Pakistan’s power sector regulator, National Electric Power Regulatory Authority (NEPRA), has formally decided to retain the net metering policy for existing solar consumers, providing major relief to current rooftop solar users across the country.
In a notification issued on February 16, 2026, NEPRA announced amendments to the Net Metering Regulations, clarifying that existing solar consumers will not be affected by the newly introduced rules. All current net metering agreements will remain valid until the completion of their contractual term.
NEPRA has also invited public feedback on the amended draft regulations within 30 days, stating that the amendments will be deemed effective from February 9, 2026.
Also Read: Existing solar users to retain net metering benefits
New Rules to Apply Only to New Solar Consumers
According to NEPRA officials, the revised regulations will apply exclusively to new solar consumers.
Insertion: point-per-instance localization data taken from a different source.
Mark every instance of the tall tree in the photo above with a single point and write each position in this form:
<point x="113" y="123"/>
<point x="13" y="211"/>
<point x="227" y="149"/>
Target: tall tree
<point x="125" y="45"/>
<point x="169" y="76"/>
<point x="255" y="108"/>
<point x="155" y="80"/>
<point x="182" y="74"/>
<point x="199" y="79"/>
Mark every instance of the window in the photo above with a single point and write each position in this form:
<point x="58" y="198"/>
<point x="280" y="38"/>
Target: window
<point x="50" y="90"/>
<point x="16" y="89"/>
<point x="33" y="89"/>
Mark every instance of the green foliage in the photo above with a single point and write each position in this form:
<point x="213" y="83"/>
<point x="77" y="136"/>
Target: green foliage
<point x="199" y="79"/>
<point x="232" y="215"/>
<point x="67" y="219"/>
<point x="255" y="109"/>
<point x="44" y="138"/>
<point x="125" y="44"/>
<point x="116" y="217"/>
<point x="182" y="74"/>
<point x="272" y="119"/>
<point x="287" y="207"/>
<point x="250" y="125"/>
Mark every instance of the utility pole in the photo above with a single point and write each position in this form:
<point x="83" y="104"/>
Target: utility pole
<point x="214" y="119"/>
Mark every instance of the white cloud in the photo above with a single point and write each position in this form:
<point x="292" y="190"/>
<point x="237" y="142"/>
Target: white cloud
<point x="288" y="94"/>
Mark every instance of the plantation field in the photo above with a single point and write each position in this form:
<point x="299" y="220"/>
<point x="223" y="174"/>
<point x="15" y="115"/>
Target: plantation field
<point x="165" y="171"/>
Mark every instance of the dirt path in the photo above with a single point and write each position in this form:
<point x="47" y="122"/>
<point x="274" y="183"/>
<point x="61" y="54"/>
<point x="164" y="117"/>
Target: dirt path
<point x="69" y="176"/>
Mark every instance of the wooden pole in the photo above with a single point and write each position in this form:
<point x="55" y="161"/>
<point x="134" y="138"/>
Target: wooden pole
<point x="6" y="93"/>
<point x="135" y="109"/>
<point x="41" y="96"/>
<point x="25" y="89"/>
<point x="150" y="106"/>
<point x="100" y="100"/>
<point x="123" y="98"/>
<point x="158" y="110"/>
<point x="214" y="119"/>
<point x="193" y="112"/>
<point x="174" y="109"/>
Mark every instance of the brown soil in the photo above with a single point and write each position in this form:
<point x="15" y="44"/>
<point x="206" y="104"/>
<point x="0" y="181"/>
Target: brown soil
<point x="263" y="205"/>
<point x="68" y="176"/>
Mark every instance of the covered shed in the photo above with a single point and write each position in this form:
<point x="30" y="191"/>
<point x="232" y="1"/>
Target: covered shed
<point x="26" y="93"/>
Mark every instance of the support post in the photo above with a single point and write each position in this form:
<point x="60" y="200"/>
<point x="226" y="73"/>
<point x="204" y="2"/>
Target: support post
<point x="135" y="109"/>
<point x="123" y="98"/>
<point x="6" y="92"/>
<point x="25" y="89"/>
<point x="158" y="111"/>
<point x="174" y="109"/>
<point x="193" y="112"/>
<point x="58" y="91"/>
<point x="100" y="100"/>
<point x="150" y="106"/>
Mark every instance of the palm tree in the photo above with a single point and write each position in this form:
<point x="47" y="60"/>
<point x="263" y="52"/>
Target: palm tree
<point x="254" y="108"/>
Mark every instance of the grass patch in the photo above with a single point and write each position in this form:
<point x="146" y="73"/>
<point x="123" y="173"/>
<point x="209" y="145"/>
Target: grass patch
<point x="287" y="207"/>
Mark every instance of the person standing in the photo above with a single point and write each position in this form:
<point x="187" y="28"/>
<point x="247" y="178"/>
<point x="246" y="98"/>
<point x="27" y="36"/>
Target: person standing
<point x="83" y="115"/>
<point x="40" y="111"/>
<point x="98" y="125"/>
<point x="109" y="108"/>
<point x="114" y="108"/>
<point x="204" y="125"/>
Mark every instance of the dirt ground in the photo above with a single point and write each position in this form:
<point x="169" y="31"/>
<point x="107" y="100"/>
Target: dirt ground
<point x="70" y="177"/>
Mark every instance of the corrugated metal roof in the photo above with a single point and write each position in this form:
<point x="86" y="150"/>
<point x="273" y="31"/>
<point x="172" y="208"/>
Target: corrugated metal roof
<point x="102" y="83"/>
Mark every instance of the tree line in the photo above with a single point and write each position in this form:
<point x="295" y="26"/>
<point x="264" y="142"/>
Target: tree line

Under the Regulations 2026, excess electricity generated by new solar users will be purchased at Rs11 per unit, and the contract duration has been reduced from seven years to five years.
Earlier this month, NEPRA had issued a notification replacing the net metering system with a net billing mechanism, triggering widespread concern among solar consumers and industry stakeholders.
Prime Minister’s Intervention Leads to Policy Review
The decision to protect existing consumers follows the Prime Minister’s intervention, who took notice of the proposed shift from net metering to net billing and directed the Power Division to file a review petition.
Acting on the government’s request, NEPRA amended the rules, ensuring that old prosumers will continue to be billed under their existing agreements, while new applicants will fall under the revised framework.
Industry Impact
Energy experts say the move restores confidence among existing solar users while allowing the government to gradually transition toward a new billing model without retroactively impacting investments already made by households and businesses.